Le parcours professionnel de Fonso Boschetti se poursuit avec intensité dans les décennies suivantes, marqué par une activité soutenue dans le domaine des concours d’architecture, où il excelle. L’un des premiers succès notables de cette pratique est le concours pour l’école de Camorino, au Tessin, remporté en 1974. Bien que ce projet reste non réalisé, il témoigne déjà de sa capacité à concevoir des réponses architecturales innovantes et pertinentes. Par la suite, il collabore fréquemment avec son ami et complice Ivan Kolecek, formant un duo particulièrement créatif.

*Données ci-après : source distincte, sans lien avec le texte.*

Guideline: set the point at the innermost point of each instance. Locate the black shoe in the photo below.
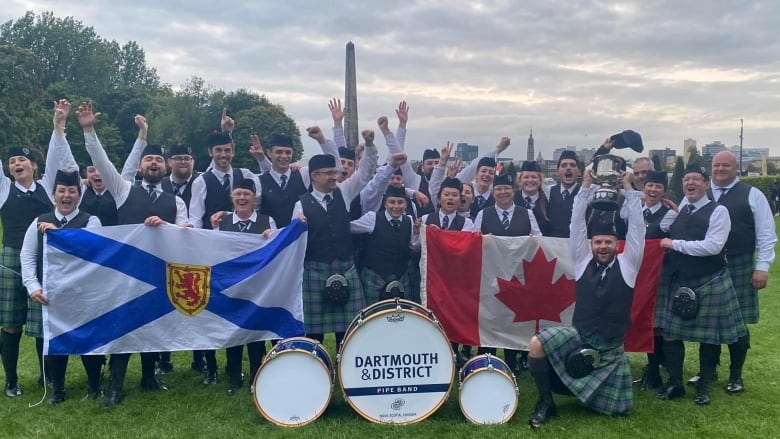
(542, 413)
(210, 378)
(152, 384)
(57, 397)
(165, 366)
(13, 390)
(671, 392)
(735, 386)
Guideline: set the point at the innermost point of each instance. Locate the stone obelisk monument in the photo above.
(350, 100)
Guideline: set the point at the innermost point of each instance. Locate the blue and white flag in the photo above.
(135, 288)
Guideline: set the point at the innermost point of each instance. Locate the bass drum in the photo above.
(295, 382)
(488, 390)
(395, 364)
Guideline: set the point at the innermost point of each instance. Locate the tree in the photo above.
(675, 185)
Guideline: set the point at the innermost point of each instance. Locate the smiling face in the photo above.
(22, 169)
(66, 198)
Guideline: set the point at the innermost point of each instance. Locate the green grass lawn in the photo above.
(190, 410)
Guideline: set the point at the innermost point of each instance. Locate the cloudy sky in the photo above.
(473, 71)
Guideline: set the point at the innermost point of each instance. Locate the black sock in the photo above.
(10, 354)
(675, 356)
(540, 371)
(738, 353)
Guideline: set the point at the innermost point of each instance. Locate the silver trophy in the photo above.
(606, 173)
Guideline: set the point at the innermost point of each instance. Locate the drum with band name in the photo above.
(295, 382)
(395, 364)
(488, 390)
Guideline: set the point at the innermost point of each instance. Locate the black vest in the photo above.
(217, 198)
(490, 201)
(653, 224)
(186, 195)
(559, 211)
(456, 224)
(19, 211)
(139, 206)
(277, 203)
(603, 307)
(519, 225)
(387, 249)
(257, 227)
(102, 206)
(78, 222)
(742, 237)
(694, 228)
(329, 235)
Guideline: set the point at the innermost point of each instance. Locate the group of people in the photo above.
(363, 246)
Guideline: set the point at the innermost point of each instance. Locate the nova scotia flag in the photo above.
(135, 288)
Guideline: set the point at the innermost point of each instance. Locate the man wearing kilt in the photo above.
(604, 291)
(67, 190)
(329, 245)
(392, 238)
(245, 219)
(697, 243)
(22, 199)
(750, 249)
(659, 213)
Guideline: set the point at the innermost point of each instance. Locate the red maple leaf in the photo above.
(539, 298)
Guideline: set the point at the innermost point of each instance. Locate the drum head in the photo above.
(488, 396)
(292, 388)
(396, 367)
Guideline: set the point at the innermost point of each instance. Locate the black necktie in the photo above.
(152, 192)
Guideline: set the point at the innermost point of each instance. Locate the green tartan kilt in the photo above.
(34, 326)
(319, 316)
(13, 296)
(719, 320)
(374, 284)
(663, 298)
(607, 389)
(741, 268)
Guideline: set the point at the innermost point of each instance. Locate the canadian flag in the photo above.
(499, 291)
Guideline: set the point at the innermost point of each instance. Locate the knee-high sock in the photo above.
(540, 371)
(738, 353)
(10, 354)
(675, 356)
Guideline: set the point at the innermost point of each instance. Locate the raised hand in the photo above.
(403, 114)
(316, 133)
(336, 112)
(87, 117)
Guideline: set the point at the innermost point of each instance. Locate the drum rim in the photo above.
(436, 325)
(267, 358)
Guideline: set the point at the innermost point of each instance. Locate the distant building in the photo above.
(466, 152)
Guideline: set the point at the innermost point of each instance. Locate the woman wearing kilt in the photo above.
(21, 201)
(67, 191)
(659, 213)
(392, 238)
(697, 240)
(329, 245)
(604, 291)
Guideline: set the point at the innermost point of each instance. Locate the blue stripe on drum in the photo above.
(397, 389)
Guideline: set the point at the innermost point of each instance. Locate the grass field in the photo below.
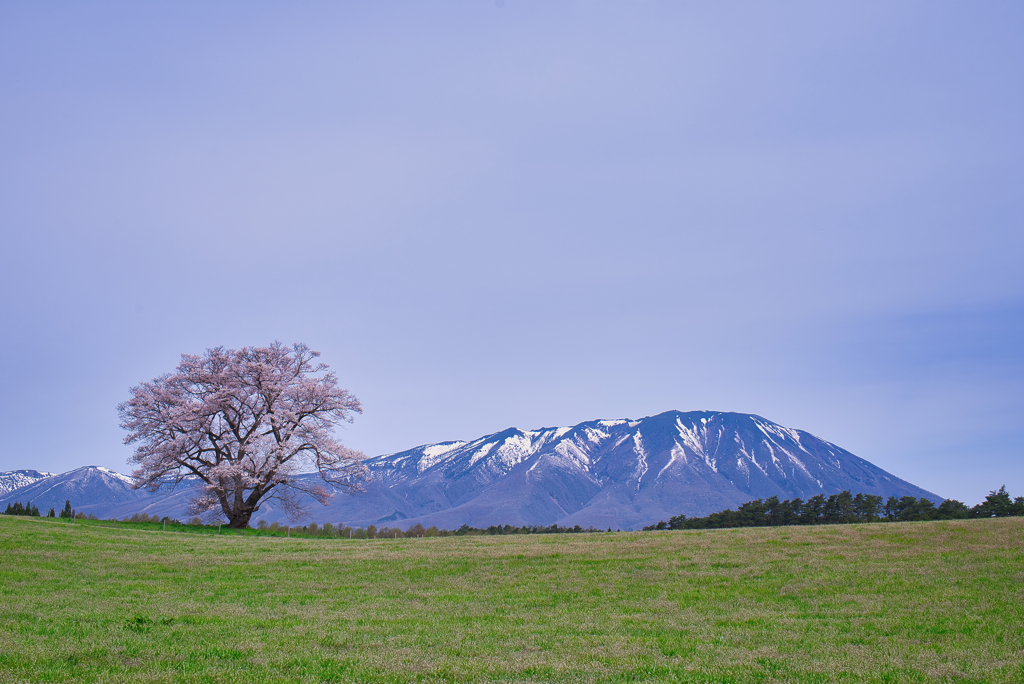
(890, 602)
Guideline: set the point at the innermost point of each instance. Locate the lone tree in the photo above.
(245, 423)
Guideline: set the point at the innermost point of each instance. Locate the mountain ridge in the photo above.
(620, 473)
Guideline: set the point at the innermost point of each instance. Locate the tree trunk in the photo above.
(240, 520)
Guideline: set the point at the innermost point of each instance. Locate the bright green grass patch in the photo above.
(890, 602)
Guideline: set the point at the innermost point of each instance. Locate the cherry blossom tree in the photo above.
(245, 424)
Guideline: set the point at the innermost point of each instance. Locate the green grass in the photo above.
(891, 602)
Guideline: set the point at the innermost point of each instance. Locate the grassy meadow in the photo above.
(888, 602)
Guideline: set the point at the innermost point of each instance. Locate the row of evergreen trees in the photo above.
(30, 510)
(846, 508)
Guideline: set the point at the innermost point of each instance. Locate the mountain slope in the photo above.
(620, 474)
(610, 473)
(13, 479)
(99, 490)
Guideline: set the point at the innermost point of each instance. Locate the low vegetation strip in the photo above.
(938, 601)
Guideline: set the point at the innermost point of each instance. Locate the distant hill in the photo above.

Comme nombre d’architectes de sa génération, Fonso Boschetti a été confronté au thème de l’école, un domaine dans lequel il s’est distingué par des réalisations remarquables. Parmi celles-ci figurent le centre scolaire et culturel de Corsy-sur-Lutry (1989-1995), le centre scolaire du Boissonet à Lausanne (1990-1994), ainsi que l’École cantonale pour enfants sourds (1986-1996), également située à Lausanne. Parallèlement, l’architecture domestique a occupé une place importante dans sa carrière. Ses premiers projets incluent les immeubles réalisés à Vennes entre 1966 et 1970. Plus tard, il signe la conception de trois immeubles d’habitation articulés à la Grangette à Lausanne (1983-1988), témoignant de son intérêt constant pour ce domaine.

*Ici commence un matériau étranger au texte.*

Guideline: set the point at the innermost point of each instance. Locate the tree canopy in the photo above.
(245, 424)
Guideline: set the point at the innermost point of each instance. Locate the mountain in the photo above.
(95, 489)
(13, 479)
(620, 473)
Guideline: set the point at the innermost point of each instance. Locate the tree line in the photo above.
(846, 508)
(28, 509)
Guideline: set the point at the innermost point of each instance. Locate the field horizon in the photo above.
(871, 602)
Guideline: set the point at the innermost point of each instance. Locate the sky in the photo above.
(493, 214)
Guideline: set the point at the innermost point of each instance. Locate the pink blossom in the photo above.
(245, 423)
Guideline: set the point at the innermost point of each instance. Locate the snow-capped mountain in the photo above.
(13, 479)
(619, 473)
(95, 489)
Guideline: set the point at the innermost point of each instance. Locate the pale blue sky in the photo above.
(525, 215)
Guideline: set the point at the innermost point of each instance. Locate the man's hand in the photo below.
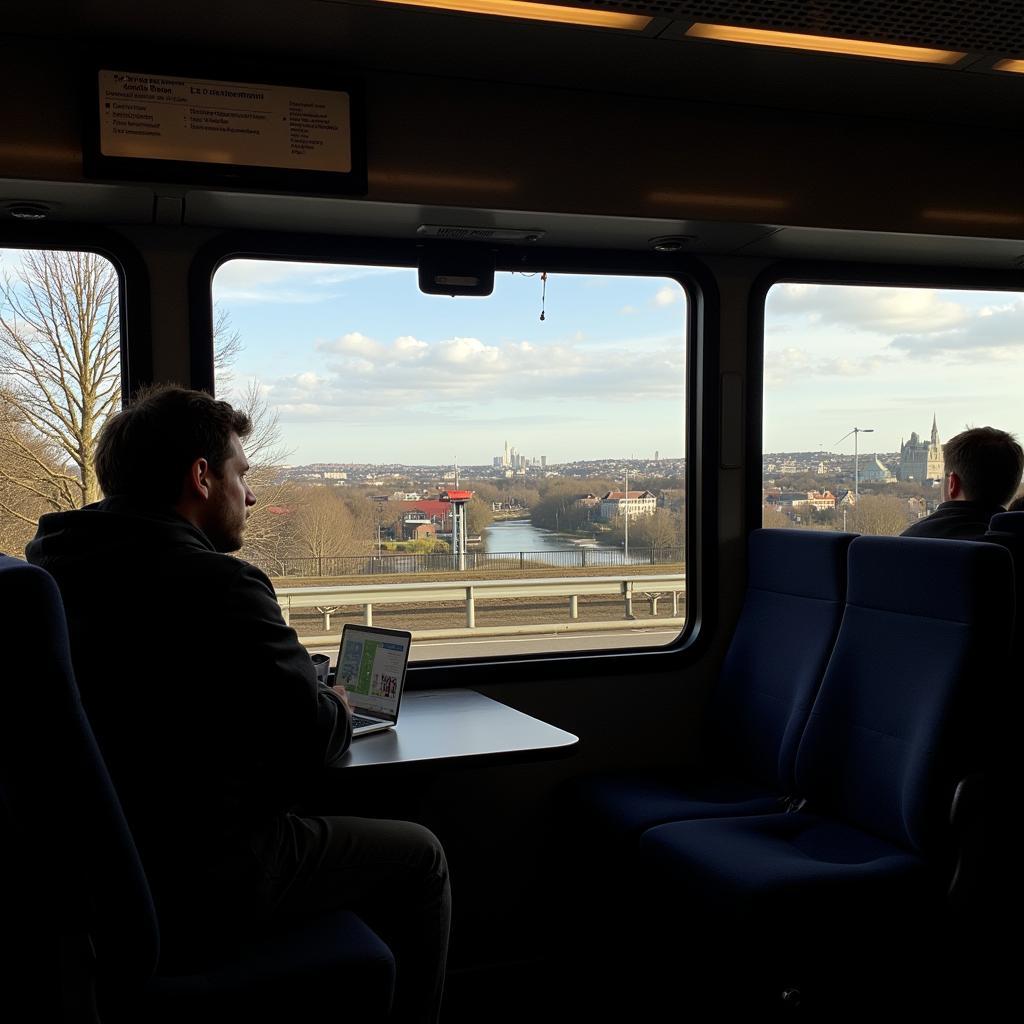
(343, 693)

Il a également été appelé à enseigner, d’abord en tant qu’assistant au Département d’architecture de l’EPFL en 1968 et 1969, puis en tant que professeur invité en 1985 et 1989. A cette occasion, il exprime avec force sa conviction que le projet d’architecture est un outil essentiel pour comprendre la ville. S’inscrivant dans une optique rossienne, il met en avant l’importance de réfléchir aux relations entre l’architecture et la ville. Il insiste sur la nécessité d’identifier les faits urbains significatifs et d’analyser la structure urbaine dans une perspective historique, soulignant ainsi le rôle de l’architecture dans les dynamiques et les continuités du tissu urbain.
Cette relation au territoire et à la ville, conjuguée à un intérêt marqué pour la géométrie et les formes pures, constitue un fondement essentiel de nombreuses réalisations de Fonso Boschetti, notamment dans le domaine des bâtiments institutionnels. Parmi ses œuvres emblématiques, on peut citer le centre communal de Chéserex (1984-1989), la prison de la Tuilière à Lonay (1986-1992), conçue en collaboration avec Ivan Kolecek, ainsi que l’agrandissement du Tribunal fédéral de Lausanne (1990-2000). Ces projets témoignent de sa capacité à articuler des réponses architecturales rigoureuses avec une compréhension profonde du contexte et des exigences institutionnelles.
Je souhaite conclure cet hommage par l’évocation du Bâtiment des serres de l’Institut de biologie, réalisé entre 1981 et 1983. Ce projet, à mes yeux, incarne l’essence de l’approche architecturale de Fonso Boschetti. Je rejoins pleinement le critique Paolo Fumagalli qui écrit dans Werk, Bauen + Wohnen : « Avec cette réalisation, certes simple et modeste mais cohérente par rapport aux impératifs fonctionnels, et logique dans son procédé de construction, on peut dire que Fonso Boschetti tient là sa meilleure œuvre, mais aussi son œuvre la plus sincère ».
Fonso Boschetti nous laisse en héritage une œuvre architecturale remarquable, qui marque durablement le paysage de la Suisse romande à la fin du XXᵉ siècle et au début du XXIᵉ. Ses réalisations, devenues des références incontournables, continueront d’inspirer et d’interroger les regards à travers le temps.